わが国の環境基本法も、環境権規定をおくかどうかですったもんだして、抽象的な意味合いの規定にとどまっています。アメリカは80年代に先進的な環境権規定を整備しましたが、各法律や州法で定めていて、その権利の内容、手続き保障なども相当異なります。

 

これに対し、ユーコン準州の環境法は総合的で具体的で、実効性を保障するものとなっています。ホームページでは2002年以降現在の改訂版しかありませんが、私は91年版を入手し、どこか資料の中に埋もれていると思います。環境権規定は、6条から37条まで定めていますので、その一部、それも見出しだけ引用します。これだけ見ても何が何だか分からないと思いますが、環境権についての思い入れを感じさせるもので、オンタリオ州を含めカナダの国・州の環境法の中でも、最も詳細に規定しているのではないかと、今でも思っています。最近、こういった法制度はあまりはやらないのも一つかもしれません。

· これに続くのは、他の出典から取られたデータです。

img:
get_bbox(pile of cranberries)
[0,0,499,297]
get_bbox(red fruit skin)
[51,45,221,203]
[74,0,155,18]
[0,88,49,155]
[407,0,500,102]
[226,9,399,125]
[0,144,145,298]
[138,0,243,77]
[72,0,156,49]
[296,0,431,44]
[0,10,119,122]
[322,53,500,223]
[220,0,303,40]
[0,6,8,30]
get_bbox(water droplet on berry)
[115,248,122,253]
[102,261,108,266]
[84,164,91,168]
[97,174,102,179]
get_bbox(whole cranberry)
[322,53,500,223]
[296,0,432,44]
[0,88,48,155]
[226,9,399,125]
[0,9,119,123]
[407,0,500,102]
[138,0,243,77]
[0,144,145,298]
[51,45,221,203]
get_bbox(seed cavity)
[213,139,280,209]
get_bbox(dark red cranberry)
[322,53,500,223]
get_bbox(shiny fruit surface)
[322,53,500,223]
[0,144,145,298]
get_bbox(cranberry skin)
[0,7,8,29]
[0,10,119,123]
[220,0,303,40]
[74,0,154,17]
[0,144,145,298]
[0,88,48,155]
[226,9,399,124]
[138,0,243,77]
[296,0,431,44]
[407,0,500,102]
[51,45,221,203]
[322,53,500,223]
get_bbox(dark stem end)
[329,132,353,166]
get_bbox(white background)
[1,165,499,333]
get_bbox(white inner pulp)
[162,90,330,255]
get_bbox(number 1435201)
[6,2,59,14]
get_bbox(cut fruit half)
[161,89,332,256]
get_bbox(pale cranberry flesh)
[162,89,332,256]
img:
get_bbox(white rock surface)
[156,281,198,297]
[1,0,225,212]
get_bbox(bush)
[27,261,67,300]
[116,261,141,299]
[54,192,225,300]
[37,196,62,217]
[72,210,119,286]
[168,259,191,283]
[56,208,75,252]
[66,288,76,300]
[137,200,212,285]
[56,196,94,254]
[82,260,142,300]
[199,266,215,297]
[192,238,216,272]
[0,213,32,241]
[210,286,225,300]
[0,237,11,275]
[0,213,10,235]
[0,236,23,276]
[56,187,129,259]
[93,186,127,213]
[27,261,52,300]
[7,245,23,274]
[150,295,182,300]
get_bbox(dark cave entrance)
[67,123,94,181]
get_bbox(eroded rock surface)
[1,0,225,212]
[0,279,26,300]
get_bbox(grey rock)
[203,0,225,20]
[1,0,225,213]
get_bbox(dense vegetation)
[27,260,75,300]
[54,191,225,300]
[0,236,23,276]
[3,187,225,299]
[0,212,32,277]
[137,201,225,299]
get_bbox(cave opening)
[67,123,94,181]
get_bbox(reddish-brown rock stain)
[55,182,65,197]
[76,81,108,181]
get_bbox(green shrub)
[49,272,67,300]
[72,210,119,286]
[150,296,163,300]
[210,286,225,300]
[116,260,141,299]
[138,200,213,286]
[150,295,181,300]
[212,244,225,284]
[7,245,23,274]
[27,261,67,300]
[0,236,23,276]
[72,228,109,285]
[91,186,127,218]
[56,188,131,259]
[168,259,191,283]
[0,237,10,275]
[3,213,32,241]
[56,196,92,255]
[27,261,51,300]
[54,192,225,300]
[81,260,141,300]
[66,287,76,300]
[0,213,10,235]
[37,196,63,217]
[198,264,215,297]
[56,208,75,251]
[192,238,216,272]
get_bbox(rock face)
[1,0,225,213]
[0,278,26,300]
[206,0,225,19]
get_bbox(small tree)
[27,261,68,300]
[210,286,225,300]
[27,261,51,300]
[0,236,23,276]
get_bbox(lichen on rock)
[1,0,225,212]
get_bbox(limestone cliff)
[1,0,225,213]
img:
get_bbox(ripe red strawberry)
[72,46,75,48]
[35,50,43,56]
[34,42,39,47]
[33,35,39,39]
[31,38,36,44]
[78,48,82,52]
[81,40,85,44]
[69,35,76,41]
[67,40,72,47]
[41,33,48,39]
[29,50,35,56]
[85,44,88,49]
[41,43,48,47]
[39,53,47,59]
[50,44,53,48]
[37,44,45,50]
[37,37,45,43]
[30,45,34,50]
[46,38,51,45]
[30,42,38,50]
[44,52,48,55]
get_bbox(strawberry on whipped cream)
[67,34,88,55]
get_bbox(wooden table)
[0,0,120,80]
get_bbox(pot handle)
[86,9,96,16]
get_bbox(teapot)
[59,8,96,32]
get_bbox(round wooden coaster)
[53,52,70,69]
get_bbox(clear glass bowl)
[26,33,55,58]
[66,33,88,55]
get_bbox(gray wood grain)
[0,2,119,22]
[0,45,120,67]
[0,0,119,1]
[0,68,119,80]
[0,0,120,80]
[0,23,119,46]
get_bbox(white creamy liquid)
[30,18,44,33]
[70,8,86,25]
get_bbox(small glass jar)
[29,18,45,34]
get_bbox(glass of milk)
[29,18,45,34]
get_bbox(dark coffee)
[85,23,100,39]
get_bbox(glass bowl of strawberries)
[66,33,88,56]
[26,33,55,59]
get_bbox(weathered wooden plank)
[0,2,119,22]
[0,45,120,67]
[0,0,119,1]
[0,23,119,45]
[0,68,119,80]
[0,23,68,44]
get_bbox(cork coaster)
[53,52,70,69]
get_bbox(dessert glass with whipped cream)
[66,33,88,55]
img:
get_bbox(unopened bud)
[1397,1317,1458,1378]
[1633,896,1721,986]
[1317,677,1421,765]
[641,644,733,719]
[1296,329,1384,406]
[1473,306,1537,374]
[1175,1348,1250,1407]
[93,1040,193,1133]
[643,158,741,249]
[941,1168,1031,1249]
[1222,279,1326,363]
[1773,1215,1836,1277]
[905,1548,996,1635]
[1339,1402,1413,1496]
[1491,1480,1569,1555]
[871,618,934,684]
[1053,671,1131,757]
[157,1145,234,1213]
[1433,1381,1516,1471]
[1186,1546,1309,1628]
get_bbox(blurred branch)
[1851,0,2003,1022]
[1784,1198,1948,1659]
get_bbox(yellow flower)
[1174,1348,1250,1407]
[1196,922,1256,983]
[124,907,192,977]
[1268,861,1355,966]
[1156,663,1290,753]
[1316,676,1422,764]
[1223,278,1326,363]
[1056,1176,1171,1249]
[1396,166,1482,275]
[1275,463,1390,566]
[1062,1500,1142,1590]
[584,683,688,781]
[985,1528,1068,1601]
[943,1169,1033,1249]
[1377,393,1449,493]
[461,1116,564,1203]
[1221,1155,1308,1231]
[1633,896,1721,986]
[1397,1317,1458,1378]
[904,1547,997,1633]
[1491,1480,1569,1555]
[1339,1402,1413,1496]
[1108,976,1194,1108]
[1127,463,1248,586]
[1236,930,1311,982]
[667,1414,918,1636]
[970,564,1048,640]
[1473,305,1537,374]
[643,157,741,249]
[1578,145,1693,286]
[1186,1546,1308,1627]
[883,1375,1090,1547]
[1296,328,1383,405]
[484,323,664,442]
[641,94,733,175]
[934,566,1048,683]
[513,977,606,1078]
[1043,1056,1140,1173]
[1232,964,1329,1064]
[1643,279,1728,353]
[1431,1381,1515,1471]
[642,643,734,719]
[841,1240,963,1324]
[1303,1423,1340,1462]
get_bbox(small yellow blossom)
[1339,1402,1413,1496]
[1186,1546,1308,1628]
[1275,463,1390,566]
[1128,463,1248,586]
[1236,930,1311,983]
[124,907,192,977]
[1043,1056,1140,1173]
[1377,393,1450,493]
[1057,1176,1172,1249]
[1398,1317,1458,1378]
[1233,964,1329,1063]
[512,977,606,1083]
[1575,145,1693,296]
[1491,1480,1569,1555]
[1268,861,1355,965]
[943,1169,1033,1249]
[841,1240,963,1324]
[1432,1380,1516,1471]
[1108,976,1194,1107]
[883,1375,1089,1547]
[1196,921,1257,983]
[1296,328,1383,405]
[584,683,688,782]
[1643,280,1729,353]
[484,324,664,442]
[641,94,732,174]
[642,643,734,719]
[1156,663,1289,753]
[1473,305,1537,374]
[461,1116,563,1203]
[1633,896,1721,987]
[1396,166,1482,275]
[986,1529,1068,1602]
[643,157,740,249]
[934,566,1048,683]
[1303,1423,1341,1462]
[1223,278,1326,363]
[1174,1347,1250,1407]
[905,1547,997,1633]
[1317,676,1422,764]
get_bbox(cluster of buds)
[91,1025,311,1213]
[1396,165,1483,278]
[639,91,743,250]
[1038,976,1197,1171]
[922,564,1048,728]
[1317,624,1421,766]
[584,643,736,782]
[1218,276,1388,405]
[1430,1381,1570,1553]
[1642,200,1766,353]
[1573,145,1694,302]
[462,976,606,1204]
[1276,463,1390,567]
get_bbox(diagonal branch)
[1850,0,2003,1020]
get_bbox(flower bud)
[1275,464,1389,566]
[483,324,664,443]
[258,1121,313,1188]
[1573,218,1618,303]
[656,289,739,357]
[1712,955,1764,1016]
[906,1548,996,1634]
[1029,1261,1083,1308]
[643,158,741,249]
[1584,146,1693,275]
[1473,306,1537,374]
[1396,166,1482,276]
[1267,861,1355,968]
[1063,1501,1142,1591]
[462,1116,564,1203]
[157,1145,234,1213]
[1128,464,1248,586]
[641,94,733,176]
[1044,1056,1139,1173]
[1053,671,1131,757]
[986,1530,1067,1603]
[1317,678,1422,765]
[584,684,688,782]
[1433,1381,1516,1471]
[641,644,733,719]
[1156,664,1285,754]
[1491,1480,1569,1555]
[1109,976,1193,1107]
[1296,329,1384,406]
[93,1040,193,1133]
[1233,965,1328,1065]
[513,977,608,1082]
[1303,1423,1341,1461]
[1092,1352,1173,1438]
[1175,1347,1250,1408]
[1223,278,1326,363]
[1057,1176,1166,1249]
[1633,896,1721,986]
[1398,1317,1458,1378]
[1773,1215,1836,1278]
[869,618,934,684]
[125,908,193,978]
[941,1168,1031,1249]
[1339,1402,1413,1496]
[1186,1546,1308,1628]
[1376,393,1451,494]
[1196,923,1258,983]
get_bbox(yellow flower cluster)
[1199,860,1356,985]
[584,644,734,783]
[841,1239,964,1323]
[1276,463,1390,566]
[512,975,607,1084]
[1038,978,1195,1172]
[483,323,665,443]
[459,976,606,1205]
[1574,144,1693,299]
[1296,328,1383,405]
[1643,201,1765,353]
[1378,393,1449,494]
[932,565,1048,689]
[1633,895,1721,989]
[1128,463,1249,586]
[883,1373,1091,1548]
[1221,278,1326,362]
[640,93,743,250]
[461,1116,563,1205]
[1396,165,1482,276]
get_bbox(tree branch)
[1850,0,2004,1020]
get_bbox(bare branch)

仏作って魂入れずという話もありますが、ユーコン準州の場合もそういう印象をヒアリングで受けました。

 

Environmental right 6

Declaration 7

Right of action 8

Defences 9

Common law rules 10

Impairment caused by contaminant 11

Remedies 12

Minister’s involvement 13

Request for investigation 14

Acknowledgement of application 15

Reports by the Minister 16

Time for investigation 17

Penalty for false statements 18

Private prosecution 19

Protection of employees 20

Complaints 21

Duties of the Minister 22

Yukon Council on the Economy and the Environment to review complaints 23

Report of the Council 24

Minister’s reports 25

Confidentiality 26

Regulations 27

Rule making 28

Public review 29

Public hearings 30

Ministers Report 31

 

マッケンジー川ですが、これはカナダで著名なトーマス・バーガーによる「マッケンジー渓谷パイプライン計画審査レポート」の舞台です。北極海沿岸の油田地帯からマッケンジー渓谷を通って南部カナダまでパイプラインを引くという、70年代の先住民を無視した石油資源開発に対して、元最高裁判事だったバーガー氏がその計画のアセスメントを行い、そのレポート出版したところ、大流行したものです。彼は、こういった計画では一度も行われたことがない、先住民の声を各地で聞き取り(パブリックヒアリング)、自然生態系の調査を行い、当該計画がもつ文化的、経済的、社会的影響、それに先住民の権利への影響を見事に取り上げたのです。その結果、この計画はなくなり、その後先住民の権利は現在に到るまで裁判等で次第に確立していくようになったと思います。

 

マッケンジー川や渓谷は空から見下ろすと、とてもすばらしい景観です。私自身はイエローナイフから河口付近の都市・イヌビクまで、空から眺めました。その後、油田開発計画のあったトゥクトヤクトゥク(Tuktoyaktuk)を訪れたのです。そこはまさに北極海に突き出した岬の端にある小さな町で、おそらく70年代油田開発計画で、ゴールドラッシュのような勢いで調査業者などが押し寄せたのだと思います。

 

私が訪れたときは、打ち捨てられた鉄の塊のようなものが散在しているものの、わずかの先住民が暮らす集落でした。その一人がガイドをしてくれ、狩猟に代わり、氷上に穴を開けて漁網で魚を捕る作業を見せてもらったり、10m近い深い穴の底に、永久凍土の穴蔵があり、そこに収穫した魚を保存しているのを見せてもらったり、現在の先住民、イヌイットの暮らしの一端を見せてもらいました。

 

昔狩猟した北極熊の燻製を自宅の壁に飾っていて、私と一緒に写真を撮ってもらいましたが、現在ではシロクマの狩猟は禁止されていて(一部では許容されているようです)、昔の銃による狩猟生活を懐かしがっていました。

 

とこういった話しも思い出すといつまでも続くのでこの辺でおしまいとします。

 

ぼやっとした頭も少しましになってきました。北極は私自身、いろいろと影響を受けたので、これからもなにか情報と出会うたびに書いてみたいと思います。